What needs to be mentioned in recent weeks is that Kremlin officials began to describe the war that Russia is waging as a war not against Ukraine, but against the entire NATO alliance . At the same time propaganda is exploiting people’s fears that Russia may be occupied, its leaders may end up in The Hague, etc. I would say that the authorities are overestimating the difficulties of Putin’s expansionist project. In my opinion, this can be done while looking for an excuse for a possible defeat on the Ukrainian front , and it might be a good strategy, since being defeated by a great power alliance doesn’t seem to make you a loser (by the way , the same has happened in the past).

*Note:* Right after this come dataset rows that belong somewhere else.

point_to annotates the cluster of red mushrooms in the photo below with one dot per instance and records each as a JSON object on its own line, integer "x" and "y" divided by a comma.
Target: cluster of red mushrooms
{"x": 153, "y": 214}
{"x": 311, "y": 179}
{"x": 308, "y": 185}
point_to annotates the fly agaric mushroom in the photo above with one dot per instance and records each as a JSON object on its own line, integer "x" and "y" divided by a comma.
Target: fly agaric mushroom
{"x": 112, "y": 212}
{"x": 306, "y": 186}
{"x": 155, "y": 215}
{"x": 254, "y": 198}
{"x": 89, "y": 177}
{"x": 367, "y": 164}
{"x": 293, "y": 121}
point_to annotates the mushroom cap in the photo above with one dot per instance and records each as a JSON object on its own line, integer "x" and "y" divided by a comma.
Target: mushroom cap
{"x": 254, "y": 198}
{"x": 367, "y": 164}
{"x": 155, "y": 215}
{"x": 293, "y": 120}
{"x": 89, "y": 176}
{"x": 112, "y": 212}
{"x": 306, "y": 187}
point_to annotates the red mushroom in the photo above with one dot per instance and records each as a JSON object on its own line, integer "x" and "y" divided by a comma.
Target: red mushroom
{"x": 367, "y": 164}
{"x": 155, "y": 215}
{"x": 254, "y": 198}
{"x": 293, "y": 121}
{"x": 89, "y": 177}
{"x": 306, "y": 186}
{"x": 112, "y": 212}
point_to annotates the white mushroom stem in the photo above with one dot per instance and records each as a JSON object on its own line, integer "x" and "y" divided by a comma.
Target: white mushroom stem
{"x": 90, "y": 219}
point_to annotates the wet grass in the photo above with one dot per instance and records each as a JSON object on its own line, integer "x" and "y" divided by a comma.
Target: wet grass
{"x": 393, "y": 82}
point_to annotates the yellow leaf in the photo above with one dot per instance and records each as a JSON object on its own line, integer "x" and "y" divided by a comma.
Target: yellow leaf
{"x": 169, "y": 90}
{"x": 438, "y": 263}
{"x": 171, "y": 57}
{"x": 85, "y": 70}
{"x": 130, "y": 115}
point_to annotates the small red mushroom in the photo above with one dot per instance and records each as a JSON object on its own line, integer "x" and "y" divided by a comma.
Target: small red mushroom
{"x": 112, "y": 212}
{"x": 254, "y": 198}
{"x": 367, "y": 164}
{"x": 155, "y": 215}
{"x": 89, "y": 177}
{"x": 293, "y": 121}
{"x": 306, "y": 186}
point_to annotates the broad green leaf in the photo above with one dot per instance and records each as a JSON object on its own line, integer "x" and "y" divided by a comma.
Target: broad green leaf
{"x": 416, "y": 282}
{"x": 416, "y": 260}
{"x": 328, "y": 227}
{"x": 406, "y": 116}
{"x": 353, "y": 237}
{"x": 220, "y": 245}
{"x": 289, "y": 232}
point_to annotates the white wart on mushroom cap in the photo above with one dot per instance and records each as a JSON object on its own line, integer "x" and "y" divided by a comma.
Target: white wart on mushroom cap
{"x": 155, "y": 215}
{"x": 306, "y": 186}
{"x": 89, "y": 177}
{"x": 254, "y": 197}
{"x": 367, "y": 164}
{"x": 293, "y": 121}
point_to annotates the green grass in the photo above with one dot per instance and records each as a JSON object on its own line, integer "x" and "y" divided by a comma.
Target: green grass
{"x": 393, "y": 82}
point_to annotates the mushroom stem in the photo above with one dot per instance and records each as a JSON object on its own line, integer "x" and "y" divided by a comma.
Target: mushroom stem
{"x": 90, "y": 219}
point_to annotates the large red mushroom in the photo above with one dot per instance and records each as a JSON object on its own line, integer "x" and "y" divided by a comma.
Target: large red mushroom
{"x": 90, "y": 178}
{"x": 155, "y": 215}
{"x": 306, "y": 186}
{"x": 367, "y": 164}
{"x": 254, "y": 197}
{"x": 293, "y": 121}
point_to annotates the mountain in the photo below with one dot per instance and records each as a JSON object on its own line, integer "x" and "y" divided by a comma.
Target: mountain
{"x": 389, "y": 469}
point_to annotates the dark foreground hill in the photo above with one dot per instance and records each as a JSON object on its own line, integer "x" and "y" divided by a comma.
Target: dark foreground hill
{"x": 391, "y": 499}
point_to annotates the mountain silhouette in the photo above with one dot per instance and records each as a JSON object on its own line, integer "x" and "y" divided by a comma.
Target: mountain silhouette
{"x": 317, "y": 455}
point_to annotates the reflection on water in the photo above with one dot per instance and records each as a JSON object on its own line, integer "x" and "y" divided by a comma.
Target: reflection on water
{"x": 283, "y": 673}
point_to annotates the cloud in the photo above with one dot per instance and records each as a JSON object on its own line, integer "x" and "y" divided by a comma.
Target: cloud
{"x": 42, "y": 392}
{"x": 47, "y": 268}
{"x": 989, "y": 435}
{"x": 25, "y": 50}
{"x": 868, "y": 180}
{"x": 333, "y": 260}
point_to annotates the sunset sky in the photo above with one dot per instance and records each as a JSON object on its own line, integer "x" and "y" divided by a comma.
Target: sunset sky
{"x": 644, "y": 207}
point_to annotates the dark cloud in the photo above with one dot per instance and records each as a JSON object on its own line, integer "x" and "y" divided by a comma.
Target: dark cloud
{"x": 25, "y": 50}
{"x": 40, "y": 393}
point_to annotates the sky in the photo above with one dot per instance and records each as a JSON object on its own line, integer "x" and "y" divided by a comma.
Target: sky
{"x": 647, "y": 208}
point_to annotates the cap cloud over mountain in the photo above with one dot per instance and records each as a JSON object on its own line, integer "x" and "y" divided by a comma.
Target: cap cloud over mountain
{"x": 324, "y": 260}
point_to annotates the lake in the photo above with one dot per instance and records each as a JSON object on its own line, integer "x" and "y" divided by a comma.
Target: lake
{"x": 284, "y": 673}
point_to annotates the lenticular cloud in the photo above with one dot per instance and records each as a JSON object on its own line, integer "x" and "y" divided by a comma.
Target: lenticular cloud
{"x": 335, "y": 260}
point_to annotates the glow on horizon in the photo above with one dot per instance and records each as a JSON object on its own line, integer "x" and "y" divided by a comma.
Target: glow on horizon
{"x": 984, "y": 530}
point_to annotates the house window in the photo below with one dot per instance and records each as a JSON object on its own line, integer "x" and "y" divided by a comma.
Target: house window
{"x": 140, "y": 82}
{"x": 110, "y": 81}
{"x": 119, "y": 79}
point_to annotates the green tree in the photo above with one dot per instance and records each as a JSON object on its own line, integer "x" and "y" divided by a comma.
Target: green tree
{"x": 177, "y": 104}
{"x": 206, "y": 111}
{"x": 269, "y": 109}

The same thing happened toSaddam Hussein in 1991 when he was defeated by an international coalition. His country was partially de-sovereignized, but he remained in power for another twelve years. Observers who believe that in Russia the defeat of a ruler causes the collapse of his regime seem to be unaware of other opposing cases. The most telling would be 1905, when the Russian Empire suffered a humiliating defeat at the hands of Japan that sparked a nationwide uprising, but in the end the story resulted in partial reforms while Nicholas II’s power remained unchallenged.
Therefore, I would say that the hope of Putin’s demise as a result of the Ukrainian victory seems very premature. The Russian people may be quite unhappy about the war (although even here I should mention that no less than half of them are proud of what their army is doing in the Ukraine), but that doesn’t mean they hate Putin any more than they hate Putin. “decadent West”. Russian businessmen and bureaucracy may complain about the current regime, but no one wants to face yet another reprivatization or cleansing campaign.